Studio album by Catfish and the Bottlemen
- Released: 15 September 2014
- Genres: Alternative rock; indie rock;
- Length: 37:38
- Labels: Island; Communion;
- Producer: Jim Abbiss

Catfish and the Bottlemen chronology
| Kathleen and the Other Three (2014) | The Balcony (2014) | The Ride (2016) |

Singles from The Balcony
- "Homesick" Released: 18 May 2013; "Rango" Released: 13 August 2013; "Kathleen" Released: 18 March 2014; "Fallout" Released: 7 July 2014; "Cocoon" Released: 23 September 2014; "Pacifier" Released: 1 December 2014; "Hourglass" Released: 19 August 2015;

= The Balcony (album) =

The Balcony is the debut studio album by Welsh indie rock band Catfish and the Bottlemen. It was released on 15 September 2014 in the United Kingdom by Island Records and 6 January 2015 in the United States by Communion Records.
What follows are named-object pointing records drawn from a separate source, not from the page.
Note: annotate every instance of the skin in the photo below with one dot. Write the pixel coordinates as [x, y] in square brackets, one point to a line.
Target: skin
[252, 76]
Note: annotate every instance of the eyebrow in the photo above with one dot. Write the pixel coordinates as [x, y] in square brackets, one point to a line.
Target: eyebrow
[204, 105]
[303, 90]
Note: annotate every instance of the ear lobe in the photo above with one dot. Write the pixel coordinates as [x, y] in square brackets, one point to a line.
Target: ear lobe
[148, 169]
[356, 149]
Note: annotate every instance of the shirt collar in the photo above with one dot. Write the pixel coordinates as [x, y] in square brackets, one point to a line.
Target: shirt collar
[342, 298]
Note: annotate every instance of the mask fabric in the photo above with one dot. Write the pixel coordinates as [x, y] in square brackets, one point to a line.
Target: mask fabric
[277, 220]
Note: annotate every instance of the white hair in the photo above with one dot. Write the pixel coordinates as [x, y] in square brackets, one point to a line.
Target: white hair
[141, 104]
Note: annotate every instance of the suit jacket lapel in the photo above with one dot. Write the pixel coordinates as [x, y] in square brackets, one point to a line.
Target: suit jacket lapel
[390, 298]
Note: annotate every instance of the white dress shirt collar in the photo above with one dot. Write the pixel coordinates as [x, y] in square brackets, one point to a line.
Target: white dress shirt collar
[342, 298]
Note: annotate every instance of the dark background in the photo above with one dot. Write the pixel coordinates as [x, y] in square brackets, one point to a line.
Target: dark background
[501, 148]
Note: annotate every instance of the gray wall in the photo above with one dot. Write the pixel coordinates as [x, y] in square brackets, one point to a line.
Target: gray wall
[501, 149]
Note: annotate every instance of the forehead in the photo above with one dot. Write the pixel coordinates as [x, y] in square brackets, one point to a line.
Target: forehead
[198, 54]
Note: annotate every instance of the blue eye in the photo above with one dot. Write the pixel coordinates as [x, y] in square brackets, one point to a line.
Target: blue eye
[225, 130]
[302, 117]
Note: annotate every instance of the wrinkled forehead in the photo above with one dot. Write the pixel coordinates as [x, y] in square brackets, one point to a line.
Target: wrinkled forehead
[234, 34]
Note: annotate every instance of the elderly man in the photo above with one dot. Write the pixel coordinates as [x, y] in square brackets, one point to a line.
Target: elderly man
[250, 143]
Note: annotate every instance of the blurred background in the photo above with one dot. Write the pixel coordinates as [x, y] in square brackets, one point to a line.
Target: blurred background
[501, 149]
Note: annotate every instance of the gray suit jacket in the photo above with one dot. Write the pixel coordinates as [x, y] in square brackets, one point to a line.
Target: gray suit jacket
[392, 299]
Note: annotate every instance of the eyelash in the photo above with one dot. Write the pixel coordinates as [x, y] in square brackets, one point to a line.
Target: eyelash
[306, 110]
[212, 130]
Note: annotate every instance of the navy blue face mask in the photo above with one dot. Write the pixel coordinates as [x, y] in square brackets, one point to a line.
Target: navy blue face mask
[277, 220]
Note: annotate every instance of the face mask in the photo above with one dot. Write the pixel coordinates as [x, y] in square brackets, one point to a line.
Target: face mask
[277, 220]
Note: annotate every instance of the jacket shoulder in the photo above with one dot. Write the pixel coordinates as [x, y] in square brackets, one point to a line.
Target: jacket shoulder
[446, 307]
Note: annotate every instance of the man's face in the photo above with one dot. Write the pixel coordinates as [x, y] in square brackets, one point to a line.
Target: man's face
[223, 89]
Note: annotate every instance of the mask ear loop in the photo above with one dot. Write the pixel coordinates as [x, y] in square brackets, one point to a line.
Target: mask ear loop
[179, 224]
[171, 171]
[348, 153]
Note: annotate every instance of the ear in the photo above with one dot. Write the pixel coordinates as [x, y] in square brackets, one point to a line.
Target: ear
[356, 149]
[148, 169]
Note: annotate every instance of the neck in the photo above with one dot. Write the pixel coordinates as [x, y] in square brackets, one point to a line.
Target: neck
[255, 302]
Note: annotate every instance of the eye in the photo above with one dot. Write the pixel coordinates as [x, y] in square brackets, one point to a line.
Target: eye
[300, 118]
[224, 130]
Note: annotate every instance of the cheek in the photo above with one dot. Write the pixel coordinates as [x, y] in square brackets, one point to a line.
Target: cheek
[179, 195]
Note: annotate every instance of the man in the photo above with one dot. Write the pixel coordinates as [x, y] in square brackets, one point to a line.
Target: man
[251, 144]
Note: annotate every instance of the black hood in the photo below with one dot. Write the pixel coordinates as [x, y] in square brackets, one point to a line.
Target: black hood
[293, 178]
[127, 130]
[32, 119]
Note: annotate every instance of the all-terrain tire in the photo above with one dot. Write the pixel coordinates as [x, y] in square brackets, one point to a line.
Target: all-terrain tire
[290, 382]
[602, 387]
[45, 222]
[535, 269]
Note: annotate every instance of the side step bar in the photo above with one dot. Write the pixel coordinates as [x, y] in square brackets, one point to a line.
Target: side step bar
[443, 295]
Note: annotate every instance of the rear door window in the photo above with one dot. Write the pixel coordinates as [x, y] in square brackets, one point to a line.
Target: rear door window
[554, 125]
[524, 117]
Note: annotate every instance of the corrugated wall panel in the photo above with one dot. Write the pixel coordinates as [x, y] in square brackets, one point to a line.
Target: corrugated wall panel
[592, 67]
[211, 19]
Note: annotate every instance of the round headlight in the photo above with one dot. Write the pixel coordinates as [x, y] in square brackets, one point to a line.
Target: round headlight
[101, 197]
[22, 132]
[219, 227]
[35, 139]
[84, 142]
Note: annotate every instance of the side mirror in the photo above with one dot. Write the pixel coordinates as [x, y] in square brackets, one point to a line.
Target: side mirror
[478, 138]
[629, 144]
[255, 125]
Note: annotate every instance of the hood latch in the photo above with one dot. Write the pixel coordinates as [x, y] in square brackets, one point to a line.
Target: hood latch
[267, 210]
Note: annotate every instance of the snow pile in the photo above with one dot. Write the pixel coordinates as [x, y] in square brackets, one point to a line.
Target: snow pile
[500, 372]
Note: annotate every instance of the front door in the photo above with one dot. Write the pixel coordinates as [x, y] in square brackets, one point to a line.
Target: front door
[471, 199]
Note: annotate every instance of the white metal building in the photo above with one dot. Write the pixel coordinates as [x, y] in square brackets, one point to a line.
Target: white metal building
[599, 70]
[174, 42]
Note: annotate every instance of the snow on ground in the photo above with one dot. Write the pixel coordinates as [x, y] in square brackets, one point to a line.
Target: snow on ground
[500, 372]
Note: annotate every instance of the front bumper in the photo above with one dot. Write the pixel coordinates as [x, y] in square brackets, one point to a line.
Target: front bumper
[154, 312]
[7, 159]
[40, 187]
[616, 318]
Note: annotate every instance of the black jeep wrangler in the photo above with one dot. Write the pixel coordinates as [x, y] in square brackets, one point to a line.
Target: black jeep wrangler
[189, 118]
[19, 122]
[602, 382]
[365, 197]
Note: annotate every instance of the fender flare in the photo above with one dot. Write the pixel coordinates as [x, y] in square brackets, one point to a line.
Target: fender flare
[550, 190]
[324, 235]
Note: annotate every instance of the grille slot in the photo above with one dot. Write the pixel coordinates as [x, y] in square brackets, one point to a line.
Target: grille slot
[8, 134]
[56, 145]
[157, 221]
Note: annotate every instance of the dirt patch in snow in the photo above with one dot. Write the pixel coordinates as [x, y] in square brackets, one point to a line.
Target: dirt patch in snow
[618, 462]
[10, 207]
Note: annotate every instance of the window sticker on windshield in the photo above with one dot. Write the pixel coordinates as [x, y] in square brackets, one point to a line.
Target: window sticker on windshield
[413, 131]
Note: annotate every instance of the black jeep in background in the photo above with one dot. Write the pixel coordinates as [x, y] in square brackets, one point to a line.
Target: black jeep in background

On 20 March 2015, The Balcony was awarded a Gold certification from the British Phonographic Industry. The album cover was designed by New York artist Tim Lahan who originally posted it to his Flickr account in 2009 and was subsequently contacted by the band.

The Balcony was nominated for the Welsh Music Prize 2014–15. As the band's second album The Ride was releasing, it was reported that The Balcony had sold 250,000 copies. In the United States, the album has sold 37,000 copies as of April 2016. In 2024, the band released a 10-year anniversary edition of the album, consisting of the album plus six bonus tracks.

Professional ratings
Aggregate scores
| Source | Rating |
| Metacritic | 52/100 |
Review scores
| Source | Rating |
| AllMusic | Star Half star |
| Clash | 6/10 |
| The Guardian | Star |
| musicOMH | Star Half star |
| NME | 4/10 |
| Q | Star |
| XS Noize | 7/10 |

==Reception==
Critical reception of the album was mixed, with review aggregator Metacritic giving it 52/100 based on 6 reviews. Writing for AllMusic, Scott Kerr gave it three and a half stars out of five, saying that McCann's "weathered and assured vocals" gave an impression of a more experienced band and that Billy Bibby provided "grand Johnny Marr-inspired guitar hooks that are unapologetically catchy, gritty, and full of swagger". Ben Homewood of NME was more critical, giving the album 4/10 for being "ham-fisted and about nine years too late" despite "unstoppable desire and conviction". Tillie Elvrum of XS Noize rated the album 7/10, calling it "an incredibly polished debut album."

==Track listing==
Lyrics by Van McCann and music by Catfish and the Bottlemen

| No. | Title | Length |
|---|---|---|
| 1. | "Homesick" | 2:30 |
| 2. | "Kathleen" | 2:43 |
| 3. | "Cocoon" | 3:59 |
| 4. | "Fallout" | 3:32 |
| 5. | "Pacifier" | 4:00 |
| 6. | "Hourglass" | 2:20 |
| 7. | "Business" | 3:43 |
| 8. | "26" | 3:41 |
| 9. | "Rango" | 3:00 |
| 10. | "Sidewinder" | 3:29 |
| 11. | "Tyrants" | 4:41 |
| Total length: |  | 37:38 |

==Trivia==
A censored version of their song "Cocoon" was featured in the EA Sports game, FIFA 15, as a part of the game's soundtrack.
Ewan McGregor features in the music video for the single "Hourglass".

==Personnel==
- Catfish and the Bottlemen
- Van McCann – lead vocals, rhythm guitar, piano
- Billy Bibby – lead guitar, backing vocals
- Benji Blakeway – bass guitar, backing vocals
- Bob Hall – drums, percussion

- Additional musicians
- Jim Abbiss – programming; additional piano (track 6)
- Ben Lovett – additional piano (track 4)

- Additional personnel
- Ian Dowling – engineering, mixing

==Charts==

===Weekly charts===

| Chart (2014–15) | Peak position |
|---|---|
| Australian Albums (ARIA) | 51 |
| UK Albums (Official Charts) | 10 |
| US Billboard 200 | 121 |
| US Heatseekers Albums (Billboard) | 4 |
| US Independent Albums (Billboard) | 8 |
| US Top Alternative Albums (Billboard) | 9 |
| US Top Rock Albums (Billboard) | 13 |

===Year-end charts===

| Chart (2015) | Position |
|---|---|
| UK Albums (OCC) | 36 |
| Chart (2016) | Position |
| UK Albums (OCC) | 63 |

==Certifications==

| Region | Certification | Certified units/sales |
| United Kingdom (BPI) | 2× Platinum | 600,000^{‡} |
^{‡} Sales+streaming figures based on certification alone.